Welcome to The National Hunt Diary 2019/20 Part One by Chris Price…
The first big clash of the new national hunt campaign took place at Ascot last weekend, where the two highest rated chasers, Cyrname and Altior, locked horns. This was Altior’s first try over any trip over 2m 2f, but judged on his previous exploits over the minimum distance, it was well worth a shot.
As expected, Cyrname set off at a decent clip, with Altior tracking two lengths behind. As they turned for home the champion chaser could not pick up as Nico De Boinville had hoped, and would lose his unbeaten record over the larger obstacles. After the race, Nicky Henderson ceded that the best horse on the day had won, while his charge may just have been found out on soft ground first time out.
The King George on Boxing Day will be Cyrname’s next point of call, with Harry Cobden now facing a tough choice as Paul Nicholls can also rely upon last year’s winner, Clan Des Obeaux, who ran a fine race in defeat at Down Royal at the start of November. If Cyrname turns up at Kempton in the same form, he will surely take all the beating.
Another to throw their hat in the ring for December 26th is Lostintranslation, who stayed on well to land the Betfair Chase from Haydock specialist, Bristol De Mai. It was another step in the right direction from the Colin Tizzard trained runner, after impressing with a slick effort at Carlisle just three weeks earlier. Stamina appears his forte, and if his jumping was to continue to be foot perfect, he must seriously enter the Gold cup picture come March.
Cheltenham’s November meeting is for many, the start of the National Hunt Season proper, and once again fans flocked to Prestbury Park for what would have been three days of top class action, but with the Friday sadly abandoned due to almost biblical rain, it was reduced by a third.
Happy Diva won the feature contest, the BetVictor Gold Cup, and made amends for being brought down when travelling strongly four out in the race last year. The Kerry Lee trained mare held off Brelen D’As in a pulsating finish up the hill, whilst the favourite Slate House suffered a fall two out when bang in contention. Raised 6lb for the spill, it seems logical to go back down the novice chasing route for the rest of the campaign, having only registered his first win over fences at the October meet.
Cheltenham bumper third, Thyme Hill, made it two from two over hurdles when winning the Ballymore novices hurdle from the useful yardstick and previous course winner, Champagne Well. It’s still early days in the novice division, but he does appear to be near the very top of the home challenge. Races like the Challow at Christmas have been touted on route to the festival.
Regular Cheltenham performer Wholestone got his head in front in the Mallard Novices Chase over 3 miles, going one better than he did at the previous meeting. It’s hard to imagine he’ll improve much over fences compared to some, but his record gives him an each-way chance in March should he go down the staying chase route.

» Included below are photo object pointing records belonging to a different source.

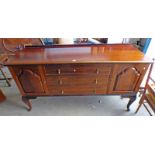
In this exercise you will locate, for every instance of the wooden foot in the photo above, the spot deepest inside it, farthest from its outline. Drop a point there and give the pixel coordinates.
(2, 97)
(132, 99)
(27, 102)
(140, 104)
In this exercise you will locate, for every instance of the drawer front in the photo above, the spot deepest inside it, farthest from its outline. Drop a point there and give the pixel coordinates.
(77, 80)
(76, 90)
(78, 69)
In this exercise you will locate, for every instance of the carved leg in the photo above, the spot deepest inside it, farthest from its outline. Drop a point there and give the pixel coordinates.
(140, 104)
(132, 99)
(27, 102)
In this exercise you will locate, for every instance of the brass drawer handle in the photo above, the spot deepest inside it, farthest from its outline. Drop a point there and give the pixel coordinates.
(94, 91)
(62, 92)
(97, 71)
(59, 71)
(60, 82)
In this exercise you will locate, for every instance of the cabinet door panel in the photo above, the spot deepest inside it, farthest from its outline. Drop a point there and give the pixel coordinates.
(29, 79)
(30, 82)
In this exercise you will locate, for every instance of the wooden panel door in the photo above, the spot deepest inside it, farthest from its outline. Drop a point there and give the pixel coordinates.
(29, 78)
(126, 78)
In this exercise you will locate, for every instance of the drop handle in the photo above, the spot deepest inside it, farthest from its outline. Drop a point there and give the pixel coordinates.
(59, 71)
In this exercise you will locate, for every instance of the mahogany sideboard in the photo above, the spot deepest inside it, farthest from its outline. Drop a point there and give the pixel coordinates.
(83, 70)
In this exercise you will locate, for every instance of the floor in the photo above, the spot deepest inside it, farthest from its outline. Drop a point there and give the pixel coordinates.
(67, 106)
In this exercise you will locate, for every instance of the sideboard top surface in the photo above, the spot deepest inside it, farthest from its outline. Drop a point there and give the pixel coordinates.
(121, 53)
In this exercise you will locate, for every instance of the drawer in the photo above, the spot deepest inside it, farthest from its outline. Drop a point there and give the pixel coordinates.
(77, 90)
(78, 69)
(77, 80)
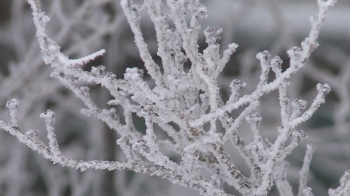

Al Dancer and Getaway Trump tackled one another for the second time this season in the Arkle Trial, and whilst Al Dancer once more came out better in that contest, he was beaten by Irish mare, Put The Kettle On. It was a pleasing effort, but it’s difficult to see
her being at the very top of the Irish tree, especially when both Laurina and Fakir D’oudaries appear to have stronger form in the book, the latter especially appears to have taken to fences extremely well, and must hold a big chance in the Arkle.
If you are after a British trained runner to stick in your notebook, Angel’s Breathe did nothing wrong in a competitive novice chase contest at Ascot last weekend, pushed out
to beat First Flow and Birchdale, who are certainly no cannon fodder.
In the big race of the final day Defi Du Seuil finished strongest to see off the charge of Politologue in the Schloer Chase. A strongly run 2 miles seems ideal, though could step back up to intermediate trips in the spring.
A showdown with Un De Sceaux at Sandown awaits in the Tingle Creek, where Barry Geraghty once more will look to deliver late on. Simply Ned ran on to take third from Saint Calvados, and you wouldn’t rule out another strong effort over at Leopardstown after Christmas from the popular 12 year old.
Elsewhere there was another trip to the Cheltenham winners enclosure for Paisley Park owner, Andy Gemmell, with Hang in There successful in the Supreme Novices Hurdle Trial. It’s possibly stronger form than can be the case in some of these trials, with both Pacify and Ecco already showing themselves to be above average well beaten.